The algorithm used to generate the demo video has the following steps:
- We manually find a joint position to initialize the 2 robot hands (just make sure they do not collide) and drive the robot there.
- We use the metadata of the scene to find the ids of the boxes, and then get the positions of all boxes from the top camera. We randomly choose a box.
- We use the same control methods as in homework 2 to drive the robot hands towards the table, and then drive them towards the block while touching the table.
- We just assume some blocks will be on the right hand. Now we move the left hand away while lifting the right hand.
- We drive some robot joints towards a desired goal while using other joints (and Jacobian) to keep the hand in a horizontal pose.
- We dump the blocks by tilting the hand at a hard-coded position.
- Go to step 1.
All these steps are far from optimal, and you should be able to create far
better control methods than this one. We provide baseline.py as reference. Note that we use cartesian_diff_ik
in the baseline, but twist_diff_ik
is actually what we learn.
The assignment will be evaluated by the performance of your program (20 points) and the report (20 points).
The performance is evaluated by two metrics: success rate and efficiency. The (experimental) rubric to evaluate the performance is listed as follows:
success rate | score | efficiency (per minute) | score |
---|---|---|---|
<25% | 0 | <0.5 | 0 |
25%-50% | 0-10 | 0.5-1.5 | 0-10 |
>50% | 10 | >1.5 | 10 |
You can submit to our benchmark server to compare your result with others before the deadline. Top 3 teams will receive full points for the performance part.
- Describe the algorithm (12.0):
- how visual information is used
- the strategy to pick up objects
- the strategy to place objects
- how to plan the trajectory
- the strategy to decide when to continue to the next scene
- (optional) how to design the controller
- Describe your development process (4.0)
- Future work and limitation (4.0)
To elaborate the report, it is better to include quantitative results (e.g. metrics) and figures to explain your algorithm and development process. You will receive bonus points if you include experiments with regard to learning algorithms ( 2.5) or show that the performance is effectively improved with learning algorithms ( 5.0).
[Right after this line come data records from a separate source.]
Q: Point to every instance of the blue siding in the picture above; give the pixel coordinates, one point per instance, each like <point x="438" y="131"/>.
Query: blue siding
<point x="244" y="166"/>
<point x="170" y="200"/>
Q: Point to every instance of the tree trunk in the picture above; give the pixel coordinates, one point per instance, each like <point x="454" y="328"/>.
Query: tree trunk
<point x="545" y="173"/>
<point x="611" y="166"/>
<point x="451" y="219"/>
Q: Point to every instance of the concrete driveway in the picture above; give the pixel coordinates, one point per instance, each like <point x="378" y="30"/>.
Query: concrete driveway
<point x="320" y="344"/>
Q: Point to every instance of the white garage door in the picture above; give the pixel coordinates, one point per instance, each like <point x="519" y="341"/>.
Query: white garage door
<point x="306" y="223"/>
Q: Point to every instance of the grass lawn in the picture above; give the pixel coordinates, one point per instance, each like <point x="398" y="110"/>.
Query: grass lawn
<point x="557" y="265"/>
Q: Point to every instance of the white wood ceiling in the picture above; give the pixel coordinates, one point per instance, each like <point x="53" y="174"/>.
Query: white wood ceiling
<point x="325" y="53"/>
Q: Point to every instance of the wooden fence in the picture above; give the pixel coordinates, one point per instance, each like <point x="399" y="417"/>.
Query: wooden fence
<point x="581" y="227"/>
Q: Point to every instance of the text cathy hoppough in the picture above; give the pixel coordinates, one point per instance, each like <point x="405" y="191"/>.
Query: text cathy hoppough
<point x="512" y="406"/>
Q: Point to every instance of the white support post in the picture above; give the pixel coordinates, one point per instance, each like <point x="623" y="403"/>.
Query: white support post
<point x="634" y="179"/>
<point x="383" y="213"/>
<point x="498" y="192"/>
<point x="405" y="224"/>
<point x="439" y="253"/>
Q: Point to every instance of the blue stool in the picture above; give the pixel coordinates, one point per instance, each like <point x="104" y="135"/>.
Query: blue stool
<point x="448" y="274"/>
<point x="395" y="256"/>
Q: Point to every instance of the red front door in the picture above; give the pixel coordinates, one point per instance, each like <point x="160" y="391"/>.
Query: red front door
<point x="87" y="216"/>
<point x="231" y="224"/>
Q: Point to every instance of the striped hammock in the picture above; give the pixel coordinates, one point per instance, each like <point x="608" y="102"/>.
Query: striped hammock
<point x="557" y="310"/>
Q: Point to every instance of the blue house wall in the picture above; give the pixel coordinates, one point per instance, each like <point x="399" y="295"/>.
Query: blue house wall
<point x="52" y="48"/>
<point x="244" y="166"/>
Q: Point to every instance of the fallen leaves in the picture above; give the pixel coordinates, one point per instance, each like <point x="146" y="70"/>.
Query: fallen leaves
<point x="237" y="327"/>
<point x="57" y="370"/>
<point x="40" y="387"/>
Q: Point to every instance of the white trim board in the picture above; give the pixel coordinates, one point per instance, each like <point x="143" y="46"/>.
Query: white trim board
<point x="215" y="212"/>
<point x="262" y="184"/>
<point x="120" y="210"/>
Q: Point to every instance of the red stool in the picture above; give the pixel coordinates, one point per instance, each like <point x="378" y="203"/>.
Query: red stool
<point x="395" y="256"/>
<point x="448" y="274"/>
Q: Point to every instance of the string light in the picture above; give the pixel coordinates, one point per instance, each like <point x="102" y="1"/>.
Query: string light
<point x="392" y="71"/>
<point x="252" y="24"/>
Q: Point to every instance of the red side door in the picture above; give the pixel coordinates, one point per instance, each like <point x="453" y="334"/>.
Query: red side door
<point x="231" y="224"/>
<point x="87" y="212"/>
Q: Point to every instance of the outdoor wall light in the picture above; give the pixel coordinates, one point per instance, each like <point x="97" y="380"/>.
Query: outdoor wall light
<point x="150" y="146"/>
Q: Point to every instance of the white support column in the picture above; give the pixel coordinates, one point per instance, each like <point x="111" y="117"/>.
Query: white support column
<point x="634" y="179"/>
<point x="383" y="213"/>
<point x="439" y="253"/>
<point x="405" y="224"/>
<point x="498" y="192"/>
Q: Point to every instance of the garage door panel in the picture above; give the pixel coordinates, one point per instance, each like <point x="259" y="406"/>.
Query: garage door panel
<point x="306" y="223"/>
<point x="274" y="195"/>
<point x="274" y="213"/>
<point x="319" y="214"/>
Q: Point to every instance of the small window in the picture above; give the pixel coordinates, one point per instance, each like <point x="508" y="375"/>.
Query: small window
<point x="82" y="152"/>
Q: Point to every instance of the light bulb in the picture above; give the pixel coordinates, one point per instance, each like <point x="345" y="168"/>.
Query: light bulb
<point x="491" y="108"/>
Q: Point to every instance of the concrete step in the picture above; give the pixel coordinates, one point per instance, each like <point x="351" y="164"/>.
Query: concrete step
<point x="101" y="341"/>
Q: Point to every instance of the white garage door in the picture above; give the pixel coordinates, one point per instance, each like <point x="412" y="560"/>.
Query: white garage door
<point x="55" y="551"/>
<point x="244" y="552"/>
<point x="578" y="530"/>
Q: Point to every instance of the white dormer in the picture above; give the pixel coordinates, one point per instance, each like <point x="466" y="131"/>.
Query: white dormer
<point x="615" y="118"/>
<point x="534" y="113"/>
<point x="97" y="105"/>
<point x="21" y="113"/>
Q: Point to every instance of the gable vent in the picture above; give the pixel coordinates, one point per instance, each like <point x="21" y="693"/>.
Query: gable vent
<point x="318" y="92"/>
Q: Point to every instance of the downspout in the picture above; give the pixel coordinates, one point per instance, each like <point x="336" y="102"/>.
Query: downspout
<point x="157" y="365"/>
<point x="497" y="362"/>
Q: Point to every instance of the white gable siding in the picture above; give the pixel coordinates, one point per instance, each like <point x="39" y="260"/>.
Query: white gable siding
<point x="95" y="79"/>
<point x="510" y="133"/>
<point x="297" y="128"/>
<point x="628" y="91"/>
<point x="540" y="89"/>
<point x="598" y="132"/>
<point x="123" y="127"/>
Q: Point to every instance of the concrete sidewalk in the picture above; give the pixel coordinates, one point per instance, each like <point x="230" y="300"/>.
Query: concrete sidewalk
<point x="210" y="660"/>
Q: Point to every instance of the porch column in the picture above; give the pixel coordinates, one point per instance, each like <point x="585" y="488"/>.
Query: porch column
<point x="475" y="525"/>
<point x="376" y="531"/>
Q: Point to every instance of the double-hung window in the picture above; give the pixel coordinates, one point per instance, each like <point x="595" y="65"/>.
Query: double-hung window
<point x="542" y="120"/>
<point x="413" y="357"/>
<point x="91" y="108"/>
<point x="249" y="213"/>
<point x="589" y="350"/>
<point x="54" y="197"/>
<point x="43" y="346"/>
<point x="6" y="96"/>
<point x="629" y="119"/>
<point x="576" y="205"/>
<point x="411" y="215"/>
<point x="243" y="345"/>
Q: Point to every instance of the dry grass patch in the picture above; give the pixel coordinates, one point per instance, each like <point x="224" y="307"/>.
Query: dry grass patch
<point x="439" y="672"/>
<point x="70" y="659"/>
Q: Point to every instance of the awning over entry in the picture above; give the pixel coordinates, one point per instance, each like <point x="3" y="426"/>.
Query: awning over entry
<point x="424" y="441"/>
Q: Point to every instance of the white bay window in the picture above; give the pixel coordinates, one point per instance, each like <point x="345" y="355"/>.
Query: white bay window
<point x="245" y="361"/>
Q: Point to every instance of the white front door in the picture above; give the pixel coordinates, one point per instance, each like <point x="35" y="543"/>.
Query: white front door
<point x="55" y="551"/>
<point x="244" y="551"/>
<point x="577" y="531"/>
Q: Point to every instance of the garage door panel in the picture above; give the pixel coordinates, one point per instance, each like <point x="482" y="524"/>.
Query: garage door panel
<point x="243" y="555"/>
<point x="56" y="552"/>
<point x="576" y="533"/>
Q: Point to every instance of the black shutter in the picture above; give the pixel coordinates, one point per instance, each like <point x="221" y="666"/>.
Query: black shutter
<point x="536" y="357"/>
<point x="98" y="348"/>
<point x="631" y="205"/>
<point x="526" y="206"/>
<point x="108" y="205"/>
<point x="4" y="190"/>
The deadline of the group project is 2024 January 17th, 12 p.m. For the final project, you need to submit both solution.py and the report to course website. One submission for each team.
You are allowed to work in teams, but are not allowed to use the answers developed by others. You are not allowed to copy online resources, like GitHub repositories. Please ask the instructor first if you are not sure whether you can refer to some resources.